Vingt ans de sélection
Si les performances du troupeau progressent, Nicolas Gautier les attribue aussi au travail de sélection engagé depuis près de vingt ans. Une démarche initiée par son père, puis poursuivie depuis son installation. Les objectifs sont restés les mêmes : améliorer la production laitière sans négliger la qualité des mamelles et des aplombs.
La génomique a fait beaucoup de bien à la Normande
« La génomique a fait beaucoup de bien à la Normande. Aujourd’hui, il existe beaucoup plus de taureaux disponibles. » Toutes les femelles sont génotypées depuis 2012 par Innoval. La semence sexée ou les accouplements préférentiels sont réservés aux meilleures, tandis que les autres sont inséminées avec de la semence classique. Tous les ans, deux à quatre vaches sont également retenues pour la collecte d’embryons. L’éleveur s’intéresse également au développement du gène sans corne dans la race, même s’il reste prudent. « Les taureaux porteurs sont souvent moins performants sur les autres critères », explique-t-il.

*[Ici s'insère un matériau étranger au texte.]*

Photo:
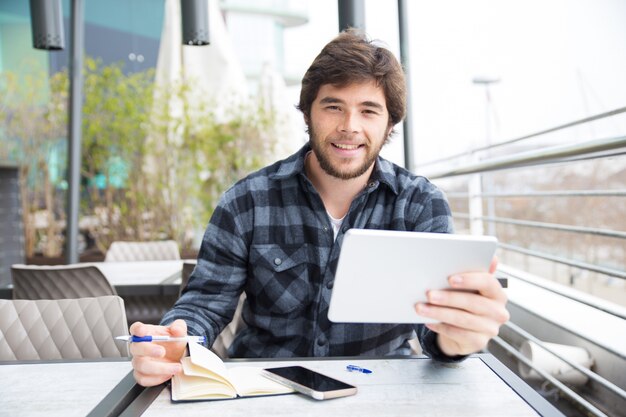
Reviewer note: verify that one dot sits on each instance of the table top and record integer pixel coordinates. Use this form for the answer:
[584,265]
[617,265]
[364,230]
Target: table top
[57,388]
[141,272]
[478,386]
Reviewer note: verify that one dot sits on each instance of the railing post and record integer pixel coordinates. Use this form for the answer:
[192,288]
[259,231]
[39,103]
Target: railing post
[474,188]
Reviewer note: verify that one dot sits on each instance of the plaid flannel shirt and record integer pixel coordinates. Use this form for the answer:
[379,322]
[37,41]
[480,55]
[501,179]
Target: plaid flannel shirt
[271,237]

Les concours, un rendez-vous de passionnés
La sélection trouve chaque année son aboutissement sur les rings des concours. Nicolas Gautier y participe depuis 2005 et essaie de prendre part au concours départemental ainsi qu’au Space dès que l’occasion se présente. « J’y vais surtout pour le plaisir de retrouver d’autres passionnés, de voir du monde et de sortir de la ferme. » Au-delà des résultats, ces rendez-vous lui permettent de confronter son travail à celui d’autres éleveurs et d’échanger autour de la race. Cette année, c’est Versa qui défendra les couleurs du Gaec au Space. Fille de Redempto, cette vache en première lactation affiche un ISU de 146 et un index morphologique de 2,3. « C’est un animal complet, avec une bonne mamelle et de bons aplombs », déclare le Costarmoricain. En juin dernier, au concours départemental de Loudéac, les animaux de l’élevage avaient déjà décroché les trois premiers prix de section ainsi que le titre de championne jeune. Une nouvelle récompense qui vient confirmer la cohérence d’un travail engagé depuis plus de vingt ans, où chaque accouplement est pensé pour préparer la génération suivante.